Wagner’s tragic romantic tale is set in the legendary Celtic world of the early middle ages. The familiar story opens with Isolde (Lisa Gasteen) being taken from Ireland on a boat commanded by Tristan (John Treleaven) to Cornwall where she is, against her will, to marry King Mark (Bruce Martin).
The mission of the Queensland Music Festival is “to deliver a music festival of international excellence accessible to Queenslanders from all walks of life”, and once again it has discharged its mission brilliantly. In this case, we had the special pleasure of Queensland-born Lisa Gasteen performing. She is a regular guest at the Royal Opera House and Covent Garden in London, the Berlin Staatsoper, and the Metropolitan Opera in New York, but sadly, little seen and heard in Brisbane. Her strong, passionate, sustained performance made it a truly great homecoming. Conductor Richard Mills is also a Queenslander by birth, having been born and raised in Toowoomba. Mills has very strong connections to Brisbane and to the original Biennial Music Festivals set up by Premier and Arts Minister Wayne Goss in the early ’90s.

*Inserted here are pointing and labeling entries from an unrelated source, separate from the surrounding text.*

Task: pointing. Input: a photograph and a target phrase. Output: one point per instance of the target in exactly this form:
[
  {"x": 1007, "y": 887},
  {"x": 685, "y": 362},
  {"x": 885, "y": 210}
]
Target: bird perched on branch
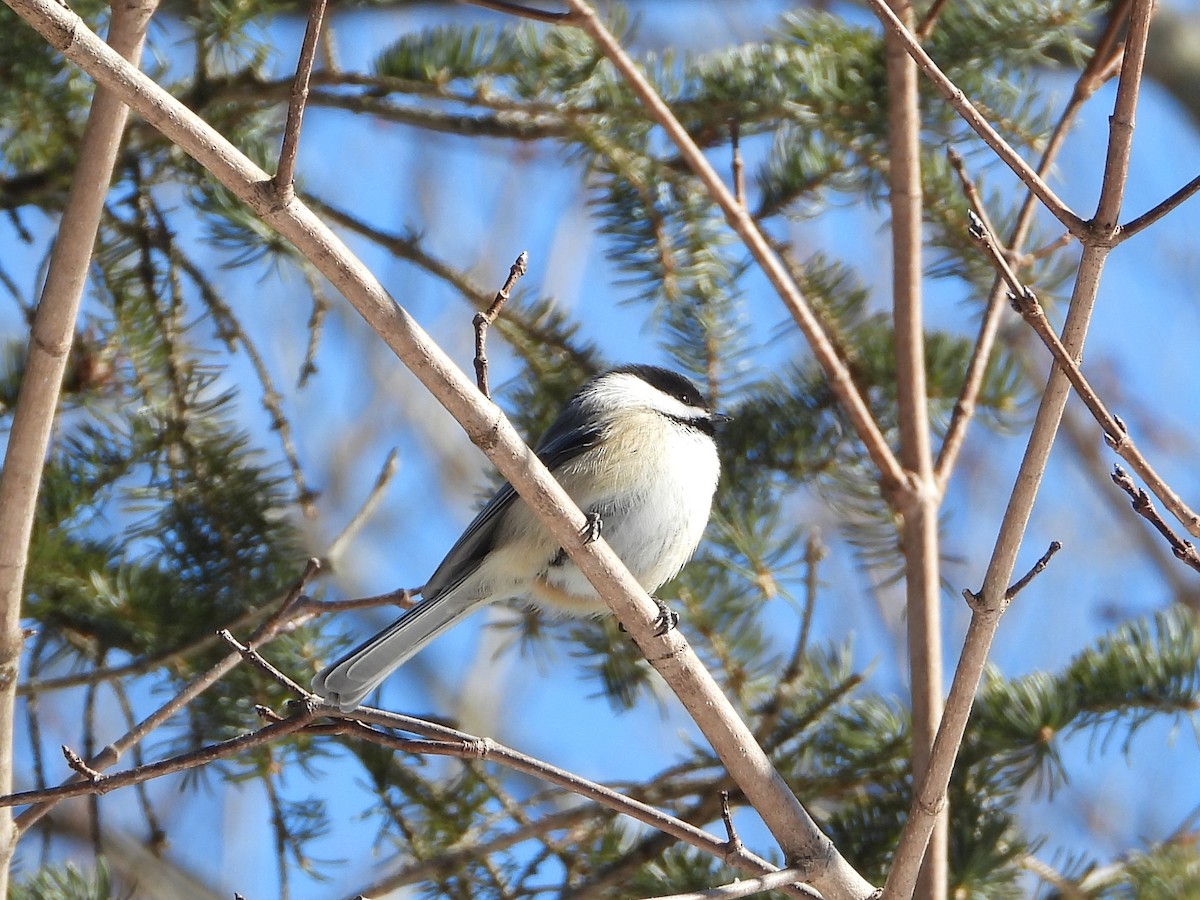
[{"x": 635, "y": 450}]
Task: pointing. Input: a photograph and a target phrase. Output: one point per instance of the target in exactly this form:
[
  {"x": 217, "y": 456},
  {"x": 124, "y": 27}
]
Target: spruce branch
[
  {"x": 892, "y": 475},
  {"x": 53, "y": 334},
  {"x": 930, "y": 792},
  {"x": 274, "y": 625},
  {"x": 1116, "y": 436},
  {"x": 972, "y": 117},
  {"x": 484, "y": 319},
  {"x": 487, "y": 429},
  {"x": 1092, "y": 78},
  {"x": 919, "y": 505}
]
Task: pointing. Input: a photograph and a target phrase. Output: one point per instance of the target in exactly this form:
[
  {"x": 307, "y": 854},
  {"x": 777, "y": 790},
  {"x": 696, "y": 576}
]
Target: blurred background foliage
[{"x": 225, "y": 418}]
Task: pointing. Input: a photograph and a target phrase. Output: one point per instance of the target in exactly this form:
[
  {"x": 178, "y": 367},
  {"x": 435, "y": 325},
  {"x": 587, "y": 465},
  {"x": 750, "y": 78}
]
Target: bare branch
[
  {"x": 53, "y": 333},
  {"x": 1143, "y": 507},
  {"x": 918, "y": 507},
  {"x": 892, "y": 475},
  {"x": 735, "y": 841},
  {"x": 1038, "y": 568},
  {"x": 973, "y": 118},
  {"x": 76, "y": 762},
  {"x": 255, "y": 658},
  {"x": 745, "y": 887},
  {"x": 930, "y": 792},
  {"x": 1026, "y": 303},
  {"x": 275, "y": 624},
  {"x": 103, "y": 784},
  {"x": 484, "y": 319},
  {"x": 738, "y": 167},
  {"x": 486, "y": 426},
  {"x": 285, "y": 173},
  {"x": 390, "y": 466}
]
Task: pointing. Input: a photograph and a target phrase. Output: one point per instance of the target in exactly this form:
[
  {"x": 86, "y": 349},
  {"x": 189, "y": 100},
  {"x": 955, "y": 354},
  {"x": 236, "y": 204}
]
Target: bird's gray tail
[{"x": 354, "y": 676}]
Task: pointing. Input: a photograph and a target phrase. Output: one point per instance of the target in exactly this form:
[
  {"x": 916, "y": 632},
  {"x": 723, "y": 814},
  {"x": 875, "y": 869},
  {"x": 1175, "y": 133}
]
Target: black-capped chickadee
[{"x": 634, "y": 448}]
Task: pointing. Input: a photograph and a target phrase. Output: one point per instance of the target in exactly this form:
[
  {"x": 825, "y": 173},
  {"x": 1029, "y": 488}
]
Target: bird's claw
[
  {"x": 592, "y": 528},
  {"x": 666, "y": 621}
]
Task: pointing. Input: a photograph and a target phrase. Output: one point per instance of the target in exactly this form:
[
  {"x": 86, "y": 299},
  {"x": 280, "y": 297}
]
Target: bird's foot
[
  {"x": 593, "y": 527},
  {"x": 666, "y": 621}
]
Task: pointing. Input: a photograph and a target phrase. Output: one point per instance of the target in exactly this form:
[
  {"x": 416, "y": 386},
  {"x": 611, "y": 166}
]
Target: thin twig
[
  {"x": 1145, "y": 508},
  {"x": 285, "y": 173},
  {"x": 400, "y": 597},
  {"x": 183, "y": 762},
  {"x": 107, "y": 757},
  {"x": 485, "y": 425},
  {"x": 760, "y": 885},
  {"x": 1038, "y": 568},
  {"x": 973, "y": 118},
  {"x": 929, "y": 795},
  {"x": 484, "y": 319},
  {"x": 256, "y": 659},
  {"x": 735, "y": 841},
  {"x": 1026, "y": 303},
  {"x": 390, "y": 466},
  {"x": 975, "y": 599},
  {"x": 526, "y": 12},
  {"x": 1149, "y": 217},
  {"x": 77, "y": 765}
]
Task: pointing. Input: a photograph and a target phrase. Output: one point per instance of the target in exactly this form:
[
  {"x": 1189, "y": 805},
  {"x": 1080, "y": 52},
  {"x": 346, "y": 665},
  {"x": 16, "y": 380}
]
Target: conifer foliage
[{"x": 192, "y": 471}]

The Australian Youth Orchestra gave an inspired performance. Thirty percent of these gifted young musicians come from Queensland, including Dale Barltrop, concertmaster, who returned from the USA for this performance.
But it was not a performance for the faint-hearted. It went from 5pm to 11pm with two intervals including a dinner break, yet the music and drama remained gripping throughout.
It is not easy for the singers to convey the breadth of operatic drama in a concert version, which lacks costumes and sets, but Lisa Gasteen and John Treleaven did so superbly. Gasteen showed the whole gamut of emotions from thundering rage to the tenderest of love, and her magnificent performance illustrated the reasons why she has become one of the world’s foremost interpreters of the Wagner/Strauss heroines.
Wagner was heavily influenced by the writings of German philosopher Arthur Schopenhauer who wrote of the illusory nature of the world, as we perceive it, with its inevitable frustration and pain. The tortured lovers seek refuge in night and death “O come down knight of love,” they sing. “Make me forget I live.’’
In a contemporary world of suicide bombers, this 19th century glorification of death has a double edge. Can we surrender to the dark side in pursuit of romanticism?